A list of grievances included allegations that a superior told Cole to forge signatures of college administrators while President Joe Aguillard was in another office creating minutes of a meeting to report to the Southern Association of Colleges and Schools, which reaffirmed Louisiana College’s accreditation after two years on warning status in December.
Attorney Bonita Armour, a Louisiana College alumna, resigned as the board’s legal counsel March 12, 2012, in a letter claiming trustees ignored her advice to investigate the allegations against Aguillard and self-report the matter to SACS.
The Town Talk in Alexandria, La., reported on a copy of minutes of the November 2011 board meeting obtained by the newspaper Feb. 27. J.D. Hall, pastor of Southern Baptist-affiliated Fellowship Church of Sidney, Mont., who blogs at Pulpit & Pen, discussed copies of the same documents he obtained in an hour-long podcast aired Feb. 26.
Hall, co-founder of Reformation Montana, a fellowship and church-planting network that seeks recovery of Calvinistic beliefs that members say guided the founders of the Southern Baptist Convention, said he was reporting the information to clear the names of professors fired by Aguillard for allegedly planning a “Calvinist coup” at the college affiliated with the Louisiana Baptist Convention.
“Do you really think the primary problem in the college was a Calvinist one?” Hall asked. “Do you really think that the issues at LC were caused by three or four godly professors? Because Joe painted it as such.”

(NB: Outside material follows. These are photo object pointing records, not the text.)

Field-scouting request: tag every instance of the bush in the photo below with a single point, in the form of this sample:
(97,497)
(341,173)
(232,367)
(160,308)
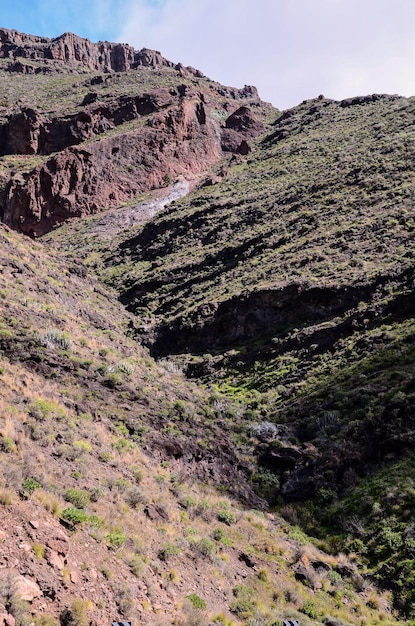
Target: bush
(30,485)
(205,546)
(243,608)
(74,516)
(78,497)
(116,539)
(226,516)
(197,602)
(170,549)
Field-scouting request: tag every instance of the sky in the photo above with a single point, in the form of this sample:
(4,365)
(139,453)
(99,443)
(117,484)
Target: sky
(291,50)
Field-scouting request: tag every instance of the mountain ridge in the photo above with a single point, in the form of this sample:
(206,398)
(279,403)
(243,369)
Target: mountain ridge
(172,482)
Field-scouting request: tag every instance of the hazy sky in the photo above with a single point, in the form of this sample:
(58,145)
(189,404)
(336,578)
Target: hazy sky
(289,49)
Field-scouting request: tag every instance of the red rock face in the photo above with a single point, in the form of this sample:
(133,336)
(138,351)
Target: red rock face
(71,49)
(80,181)
(177,132)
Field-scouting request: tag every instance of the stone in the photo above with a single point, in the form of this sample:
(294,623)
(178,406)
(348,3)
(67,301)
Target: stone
(58,543)
(26,588)
(55,560)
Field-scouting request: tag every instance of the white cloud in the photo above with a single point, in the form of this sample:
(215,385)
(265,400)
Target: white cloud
(289,49)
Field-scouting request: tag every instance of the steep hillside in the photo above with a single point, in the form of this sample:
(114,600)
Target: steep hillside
(289,284)
(102,139)
(265,260)
(109,463)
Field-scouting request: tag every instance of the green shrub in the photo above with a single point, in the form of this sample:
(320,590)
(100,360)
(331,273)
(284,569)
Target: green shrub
(168,550)
(74,516)
(197,602)
(30,485)
(116,538)
(309,609)
(78,497)
(226,516)
(78,613)
(205,546)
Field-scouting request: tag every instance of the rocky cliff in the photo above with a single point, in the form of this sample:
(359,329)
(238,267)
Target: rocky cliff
(73,51)
(136,126)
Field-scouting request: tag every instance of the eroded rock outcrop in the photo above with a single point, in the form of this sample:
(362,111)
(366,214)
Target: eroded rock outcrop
(73,50)
(79,181)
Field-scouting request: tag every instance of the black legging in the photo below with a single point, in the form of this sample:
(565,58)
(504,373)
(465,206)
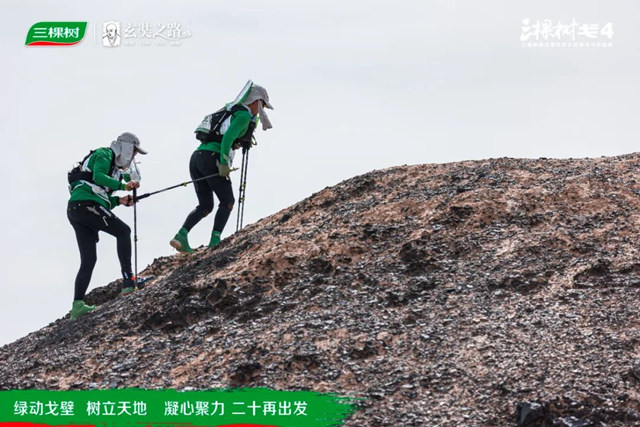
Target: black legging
(204,163)
(87,218)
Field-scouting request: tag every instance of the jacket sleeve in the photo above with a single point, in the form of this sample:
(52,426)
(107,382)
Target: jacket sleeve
(114,201)
(101,171)
(238,125)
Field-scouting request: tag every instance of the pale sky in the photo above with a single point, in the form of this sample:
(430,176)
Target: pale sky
(356,86)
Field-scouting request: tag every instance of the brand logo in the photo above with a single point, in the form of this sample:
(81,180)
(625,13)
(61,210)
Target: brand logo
(547,33)
(111,34)
(56,33)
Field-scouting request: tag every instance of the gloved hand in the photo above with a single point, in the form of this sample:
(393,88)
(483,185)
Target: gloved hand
(131,185)
(126,200)
(224,170)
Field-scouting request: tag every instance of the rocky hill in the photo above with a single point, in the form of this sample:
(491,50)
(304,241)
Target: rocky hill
(497,292)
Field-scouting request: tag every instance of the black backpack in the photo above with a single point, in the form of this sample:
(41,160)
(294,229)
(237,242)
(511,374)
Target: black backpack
(209,128)
(77,174)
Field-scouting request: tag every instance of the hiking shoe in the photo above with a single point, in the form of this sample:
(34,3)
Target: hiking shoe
(79,308)
(181,243)
(215,239)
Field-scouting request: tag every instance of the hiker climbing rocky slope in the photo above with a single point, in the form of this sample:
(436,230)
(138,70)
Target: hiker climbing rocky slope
(495,292)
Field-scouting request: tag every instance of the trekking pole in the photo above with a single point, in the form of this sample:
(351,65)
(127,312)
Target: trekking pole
(243,188)
(182,184)
(135,236)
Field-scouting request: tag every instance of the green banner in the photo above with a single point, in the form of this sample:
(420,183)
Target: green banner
(256,407)
(55,33)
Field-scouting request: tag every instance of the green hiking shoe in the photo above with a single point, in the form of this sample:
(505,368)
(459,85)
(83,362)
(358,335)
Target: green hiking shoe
(79,308)
(215,239)
(180,242)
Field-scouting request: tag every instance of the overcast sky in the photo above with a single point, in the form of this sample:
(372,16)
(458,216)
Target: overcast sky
(356,86)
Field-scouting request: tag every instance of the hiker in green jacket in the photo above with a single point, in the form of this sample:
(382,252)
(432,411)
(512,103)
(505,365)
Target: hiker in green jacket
(214,157)
(89,211)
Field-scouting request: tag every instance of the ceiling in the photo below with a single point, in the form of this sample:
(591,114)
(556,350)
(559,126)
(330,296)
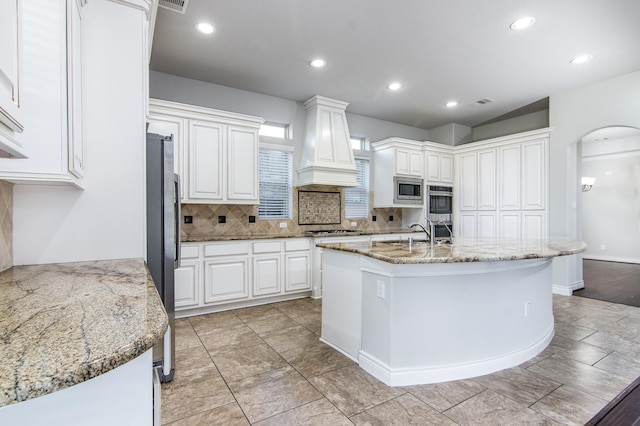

Hall said minutes of the meeting, made public less than a week after the college issued a news release proclaiming Aguillard “fully exonerated” of past allegations, suggest that the president turned a blind eye to evidence of theft, drug abuse and sexual misconduct by subordinates in order to keep his job.
Rondall Reynoso, a former art professor at Louisiana College fired without severance after writing an open letter critical of Aguillard’s leadership in 2011, says Louisiana Baptist Convention Executive Director David Hankins once privately told a college board member that Aguillard would remain president unless “found in bed with a live boy or a dead girl.”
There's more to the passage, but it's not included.